Tarla sahipleri ne ekerse eksin mahsülünü yetiştirmeye niyet ederken tarlanın yol kenarına denk kısımlarını yolculara ikram etmek için ayırırdı. Mahsül toplansa dahi o kısım bırakırdı. Yoldan geçenler o iki sıra mahsülden istediği kadar yerdi. Yolcu olan kimse de ihtiyacı kadarını, nefsini körelteceği kadarını yer, tarla sahibine ve geçmişlerinin ruhuna dualar okurdu.
Yolcu hakkını bilir , tarla sahibi de yolcunun hakkına riayet ederdi.''
Babam bu güzel geleneği anlattıktan sonra yolun kenarından bize ayrılmış bölümden bir karpuz ile nefsimizi körelttik.
Bu sırada şu soruyu sordum. ''Peki baba şimdi tarla sahibi gelse, yolcu hakkını da bilmiyorsa bize kızmaz mı'' dedim.
''Yok oğlum kızmaz her ne kadar bu gelenek kalmamış olsa da tarla sahipleri yolculara hürmet ederler'' dedi.

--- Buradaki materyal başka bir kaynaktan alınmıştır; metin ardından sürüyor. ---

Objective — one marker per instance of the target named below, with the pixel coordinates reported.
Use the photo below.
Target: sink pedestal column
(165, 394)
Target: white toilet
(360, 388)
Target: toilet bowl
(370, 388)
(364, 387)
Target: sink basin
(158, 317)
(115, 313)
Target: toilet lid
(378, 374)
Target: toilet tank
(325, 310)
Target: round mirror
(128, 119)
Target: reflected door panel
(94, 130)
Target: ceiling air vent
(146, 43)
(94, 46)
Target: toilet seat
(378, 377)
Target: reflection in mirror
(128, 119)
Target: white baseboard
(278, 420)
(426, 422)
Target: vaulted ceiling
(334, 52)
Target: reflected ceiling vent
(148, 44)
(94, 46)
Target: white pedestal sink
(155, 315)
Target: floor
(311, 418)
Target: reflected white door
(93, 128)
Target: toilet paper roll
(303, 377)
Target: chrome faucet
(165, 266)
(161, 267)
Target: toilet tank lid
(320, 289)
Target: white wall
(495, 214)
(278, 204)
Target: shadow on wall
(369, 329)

Bir süre sonra tarlanın sahibi çıkageldi. Selam verip yanımızda ki ağacın gölgesine oturdu. Babam ile aralarında şu konuşma geçti.
Tarla sahibi ; Selamün Aleyküm ağa.
Babam ; Aleyküm Selam Azizim.
Tarla sahibi; Nereden gelip nereye gidersiniz.

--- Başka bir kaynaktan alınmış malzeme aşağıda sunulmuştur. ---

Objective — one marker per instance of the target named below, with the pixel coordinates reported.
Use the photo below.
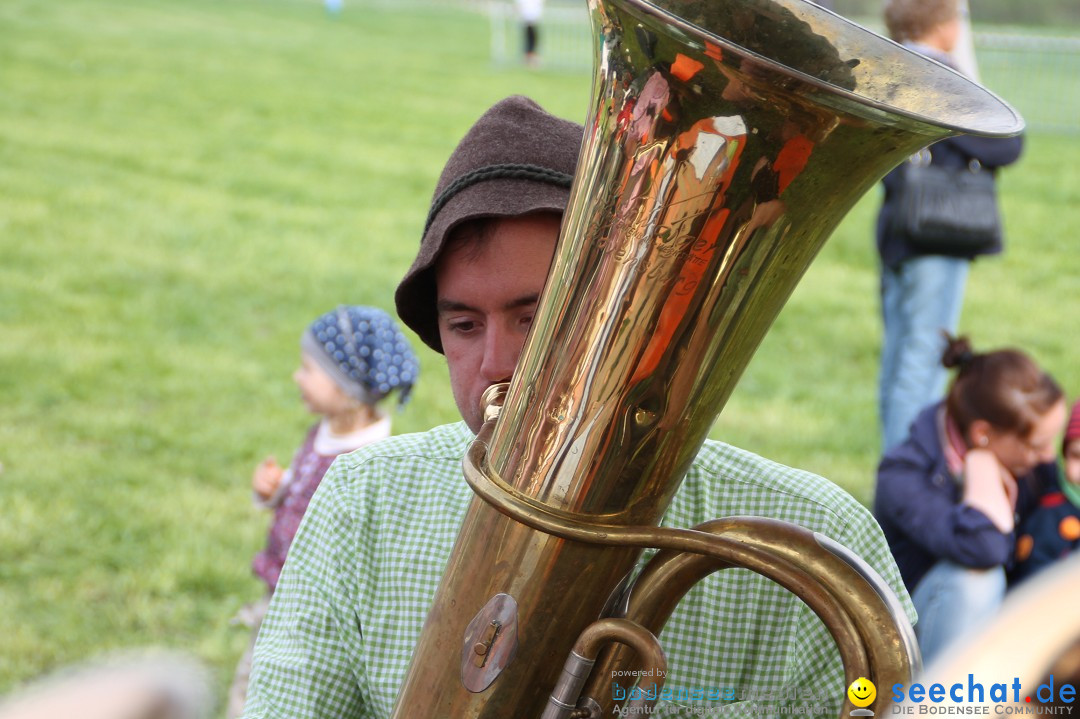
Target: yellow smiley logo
(862, 692)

Babam; Adana'dan Kadirli'ye gidiyoruz.
Tarla sahibi; İyi , iyi sıla-i rahim sevaptır
Babam; Gardaşım kusura bakma tarlana müsadesiz girdik ancak çocukların canı çok çekti. İleri de satanlarda var ama tarladan koparıp yemenin tadı başkadır bilirsin. Yediğimiz karpuzun ücretini vermek isterim.
Tarla sahibi; Bak ağa yolcu hakkı diye bir şey vardır sizler bilmezsiniz belki de..
İşte tam burada hepimizin yüzüne aynı tebessüm belirdi. Tarla sahibi devam etti.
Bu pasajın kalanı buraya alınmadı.